We have now had four trips away in the 963F and are very pleased with it.
I hope that this information helps - please ask if I can help with any more.

rogerandveronica


----------



## telll

We have 946F and are lovely and warm

T & M


----------



## rogerandveronica

Omitted from my last post - sorry. Yes, the 963F is very well insulated and is very cosy on a cold night. At first we had a problem with the draft from the fresh air venting around the cooker. We fitted the winter cover to the outside air intake (this leaves about 15% of the outside vent still open) and all was well. The fixed double bed is extremely comfortable.
rogerandveronica


----------



## bobandjane

Hi Its a 2003 and done approx 31000 miles. How do you go on with the speedo this one was only in kilometers, where as all the lorries I have had, were in both miles and kilometers, I am not worried about the mileage, but how do you get the speed right without having a conversion table in front of you. thanks Bob.


----------



## rogerandveronica

Bob, thanks for your reply - regarding the speed being in km, I remember a previous post about this under "Speedo overlay" which may be helpful if you do a search.
The year built may mean that the construction is not the same as our late 2004 built 963F.
rogerandveronica


----------



## b16duv

I have an arto with a double floor. There are no draughts (nor on my euramobil coachbilt before) unless a window or door is left open. 

The double floor space is heated by the truma warm air, so the floor is warmed nicely too. 

The oven has a similar vent to the truma and I'm not aware of draughts (or a cover) from it.
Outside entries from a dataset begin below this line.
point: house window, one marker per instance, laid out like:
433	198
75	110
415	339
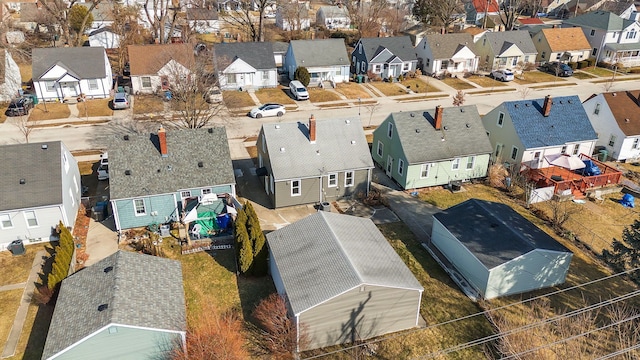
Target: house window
380	150
295	188
30	217
139	207
471	161
332	180
93	84
5	221
146	82
455	164
348	178
424	171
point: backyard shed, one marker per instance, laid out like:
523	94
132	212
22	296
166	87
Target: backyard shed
342	280
496	250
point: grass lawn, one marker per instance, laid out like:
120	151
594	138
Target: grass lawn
278	95
457	84
53	111
321	95
352	91
237	99
143	104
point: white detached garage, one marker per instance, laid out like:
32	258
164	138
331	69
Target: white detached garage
496	250
342	280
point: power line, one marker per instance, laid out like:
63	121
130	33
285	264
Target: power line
405	333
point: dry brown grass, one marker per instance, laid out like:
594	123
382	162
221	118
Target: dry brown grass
237	99
53	111
320	95
144	104
278	95
352	91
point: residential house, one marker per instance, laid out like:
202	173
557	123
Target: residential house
505	49
615	116
10	79
60	73
126	306
447	53
325	161
326	60
153	176
561	44
153	67
342	280
528	131
33	204
384	57
334	17
432	147
245	65
611	38
491	248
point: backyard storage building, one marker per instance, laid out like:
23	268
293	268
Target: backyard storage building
496	250
342	279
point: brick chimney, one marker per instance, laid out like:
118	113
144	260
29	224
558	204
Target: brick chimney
546	108
312	129
162	139
438	118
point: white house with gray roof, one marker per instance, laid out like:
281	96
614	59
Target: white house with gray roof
33	204
432	147
342	280
326	60
447	53
496	250
153	176
312	163
67	72
384	57
127	306
245	65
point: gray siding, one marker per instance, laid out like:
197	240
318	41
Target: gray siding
125	344
373	309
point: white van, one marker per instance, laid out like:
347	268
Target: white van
298	90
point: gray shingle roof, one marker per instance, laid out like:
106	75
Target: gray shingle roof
399	46
567	122
85	62
257	54
161	175
502	40
140	290
494	233
30	162
462	129
325	52
326	254
444	46
292	155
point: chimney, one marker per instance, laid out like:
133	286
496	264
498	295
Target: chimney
162	138
546	108
312	129
438	118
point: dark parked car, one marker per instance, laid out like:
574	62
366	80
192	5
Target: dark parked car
556	68
20	106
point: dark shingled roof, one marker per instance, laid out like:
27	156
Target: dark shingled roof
85	62
494	233
162	175
257	54
41	169
567	122
140	290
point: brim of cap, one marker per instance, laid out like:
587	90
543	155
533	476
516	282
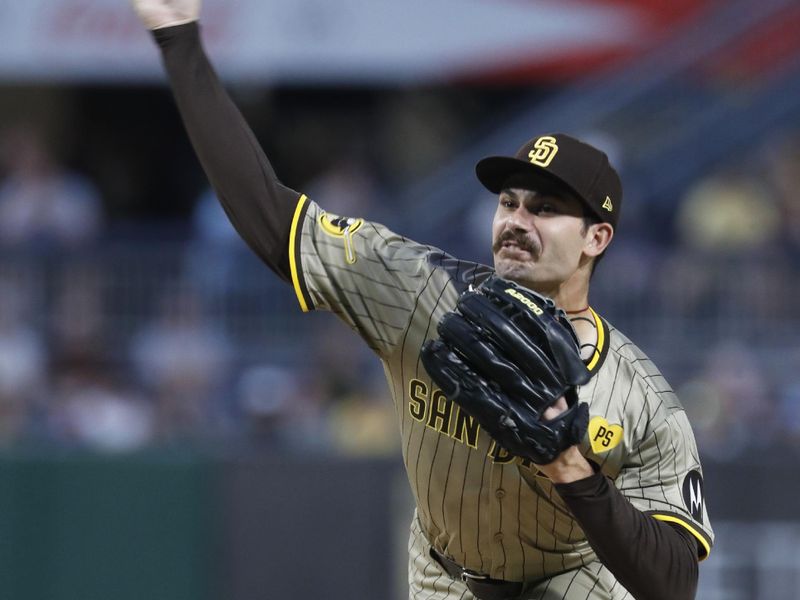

I could be wrong, but I thought that the speedometer was required to display miles on the speed ring? (although a second kilometres display is allowed).

David


----------



## Roger7webster

I have been looking at the very same motorhome at Stowmarket Caravans,
looks a good vehicle and I am tempted to make them an offer.
LHD but no real problem.


----------



## bobandjane

Hi thanks for your replies we are not ready for another van yet, but when we do I dont want to buy something with as many draughts as we have already  I thought it was a bit off not having mph on the speedo, I never spoke to them about it, so I dont know if it has just been imported, if so, that what it is, I cant see anybody driving around since 2003 like that, even if they are like us and use it mainly overseas. :lol: 

Hi Roger yes the same van I liked it but the toilet floor is not so good, I would say they will have a few more Rapido in the new year as they are now, as from September (Stowmarket Caravans) will the main dealer in East Anglia for Rapido Motorhomes. I would make an offer if you are intrested its a good time to buy. Thanks Bob.


----------



## Coulstock

*Rapido -In Cold Weather*

We've found our Rapido 741F really cosy and the fixed bed very comfortable - we'll be in a better position to comment on 'cold weather ops' once we've done the New Year Rally at Southsea.

Harry


----------